Die Ausweitung der Arzneimittelrabatte auf die privaten Krankenversicherungen (PKV) im Rahmen der Gesundheitsreform, stand in der bisherigen Fassung bereits scharf in der Kritik. Sie war einer der wesentlichen Gründe dafür, dass Bundesgesundheitsminister Philipp Rösler (FDP) sich in den vergangenen Wochen häufig dem Vorwurf der Klientelpolitik ausgesetzt sah. Nun ist klar, die Bundesregierung plant neben den Zwangsrabatten offenbar auch den Herstellerabschlag von 16 Prozent auf die privaten Krankenversicherungen (PKV) auszuweiten.
Anpassung im Sinne der Privaten Krankenversicherung
Während sich die schwarz-gelbe Bundesregierung bisher jeglichen durch die Kritiker aus Opposition, Gewerkschaften, Sozialverbänden usw. vorgebrachten Anpassungen der Gesundheitsreform widersetzte, scheinen CDU / CSU und FDP an dieser Stelle weiterhin bereitwillig den Forderungen der PKV zu folgen. Denn auch wenn die zugestandenen Rabatte mit der Einschränkung versehen werden sollen, dass die so erzielten Einsparungen ausschließlich zur „Begrenzung von Prämienerhöhungen oder zur Prämienermäßigung“ verwendet werden dürfen, ist die geplante Anpassung wahrscheinlich ganz im Sinne der PKV. Der gesundheitspolitische Sprecher der Unions-Fraktion, Jens Spahn, will von Klientelpolitik nicht hören begründet die Änderungsvorschläge: „Wir wollen, dass die Arzneimittel-Einsparungen bei den einzelnen Versicherten ankommen und nicht bei den Gewinnen der Versicherungskonzerne.“ Warum hierfür die Herstellerrabatte – zusätzlich zu den Zwangsrabatten – auf die privaten Versicherer übertragen werden müssen, erklärt Spahn jedoch nicht.
Private Krankenversicherungen profitieren von der Gesundheitsreform
Ohnehin kamen die privaten Krankenversicherungen bisher recht gut weg bei der Gesundheitsreform. Die Erleichterung des Wechsels von gesetzlich Krankenversicherten in Richtung PKV und die Abschaffung der Zusatzversicherungen bei den gesetzlichen Krankenversicherungen (GKV) sind nur zwei Beispiele, bei denen die privaten Krankenversicherungen von den bisherigen Reformbeschlüssen eindeutig profitieren. Und auch der Änderungsantrag zur Übertragung der Herstellerrabatte auf die privaten Versicherer, den die Gesundheitsexperten der Koalitionsfraktionen gestern beschlossen haben, weist in die gleiche Richtung. Die Zwangsrabatte werden von den gesetzlichen Versicherungen bei Einführung eines neuen Arzneimittels mit dem Hersteller ausgehandelt. Dabei sind die Pharmahersteller in den kommenden drei Jahren (bis August 2013) dazu verpflichtet, den GKV einen zusätzlichen Herstellerabschlag von 16 Prozent zu gewähren. Außerdem wurden die bisherigen Arzneimittelpreise für den gleich Zeitraum festgeschrieben, um die Entwicklung der Kosten für Arzneimittel bei den Versicherungen kalkulierbarer zu machen. Nach den jetzt bekannt gewordenen Plänen der schwarz-gelben Regierungskoalition, soll der Herstellerabschlag künftig auch für die privaten Krankenversicherungen gelten.

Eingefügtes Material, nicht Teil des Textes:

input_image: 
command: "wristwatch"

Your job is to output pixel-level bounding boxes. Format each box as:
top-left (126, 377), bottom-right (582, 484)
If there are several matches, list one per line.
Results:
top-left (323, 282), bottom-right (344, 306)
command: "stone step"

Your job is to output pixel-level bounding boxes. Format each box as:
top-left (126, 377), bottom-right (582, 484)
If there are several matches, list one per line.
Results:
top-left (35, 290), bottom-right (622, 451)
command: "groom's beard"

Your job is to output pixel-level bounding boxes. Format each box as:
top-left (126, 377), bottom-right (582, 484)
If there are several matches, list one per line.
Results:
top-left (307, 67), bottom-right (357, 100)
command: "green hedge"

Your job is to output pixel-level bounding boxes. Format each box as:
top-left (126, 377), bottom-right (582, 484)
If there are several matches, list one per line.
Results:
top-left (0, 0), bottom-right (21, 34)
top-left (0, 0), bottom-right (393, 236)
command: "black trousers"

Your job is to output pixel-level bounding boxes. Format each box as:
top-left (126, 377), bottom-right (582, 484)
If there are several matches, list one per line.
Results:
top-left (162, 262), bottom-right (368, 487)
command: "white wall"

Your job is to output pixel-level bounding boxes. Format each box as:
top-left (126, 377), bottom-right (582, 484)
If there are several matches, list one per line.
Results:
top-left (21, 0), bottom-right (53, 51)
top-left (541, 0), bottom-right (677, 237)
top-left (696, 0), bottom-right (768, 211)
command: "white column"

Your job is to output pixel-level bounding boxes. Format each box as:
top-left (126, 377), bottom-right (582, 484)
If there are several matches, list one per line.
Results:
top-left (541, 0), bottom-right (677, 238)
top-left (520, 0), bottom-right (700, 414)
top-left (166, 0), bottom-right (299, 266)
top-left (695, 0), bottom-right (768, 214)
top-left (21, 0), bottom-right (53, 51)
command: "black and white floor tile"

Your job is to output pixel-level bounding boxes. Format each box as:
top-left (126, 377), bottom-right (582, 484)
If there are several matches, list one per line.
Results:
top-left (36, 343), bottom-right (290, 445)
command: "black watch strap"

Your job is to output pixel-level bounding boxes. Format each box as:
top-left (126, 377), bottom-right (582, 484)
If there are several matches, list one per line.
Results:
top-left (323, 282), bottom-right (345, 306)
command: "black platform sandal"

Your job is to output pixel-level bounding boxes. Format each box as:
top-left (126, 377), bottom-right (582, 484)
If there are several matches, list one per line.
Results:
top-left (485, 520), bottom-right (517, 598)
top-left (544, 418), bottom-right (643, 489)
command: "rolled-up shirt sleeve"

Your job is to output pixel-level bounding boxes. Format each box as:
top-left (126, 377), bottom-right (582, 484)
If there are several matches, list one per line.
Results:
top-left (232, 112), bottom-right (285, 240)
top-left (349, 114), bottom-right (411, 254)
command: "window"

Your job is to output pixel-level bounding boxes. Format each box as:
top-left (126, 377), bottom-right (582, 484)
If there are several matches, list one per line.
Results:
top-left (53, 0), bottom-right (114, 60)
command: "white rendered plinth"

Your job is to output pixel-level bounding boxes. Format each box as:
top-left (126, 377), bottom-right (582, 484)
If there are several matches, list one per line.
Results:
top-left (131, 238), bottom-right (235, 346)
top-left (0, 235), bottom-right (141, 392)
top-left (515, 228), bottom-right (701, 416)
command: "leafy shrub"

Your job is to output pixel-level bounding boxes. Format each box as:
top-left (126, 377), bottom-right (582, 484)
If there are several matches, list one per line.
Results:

Pharmabranche erwartet Umsatzeinbußen
Die Pharmaindustrie reagierte wie zu erwarten umgehend mit harscher Kritik, denn die Arzneimittelhersteller befürchten massive Umsatzverluste und einen Einbruch ihres Gewinns. So spricht Cornelia Yzer, Geschäftsführerin des Verbands forschender Arzneimittelhersteller (VfA) von etwa 500 Millionen Euro Umsatzeinbußen, die sich durch eine Ausweitung der Rabattregelung ergeben.Und um ihre Kritik nicht ausschließlich als Lobby-Interesse verstanden zu wissen, ergänzte Cornelia Yzer, dass staatliche Eingriffe wie Zwangsrabatte nur gerechtfertigt seien, um das staatlich Solidarsystem zu stabilisieren. Da die PKV jedoch gewinnorientierte Unternehmen seien, können diese nicht unter das Dach der halbstaatlichen Krankenkassen schlüpfen, um entsprechend den GKV von staatlicher Unterstützung zu profitieren.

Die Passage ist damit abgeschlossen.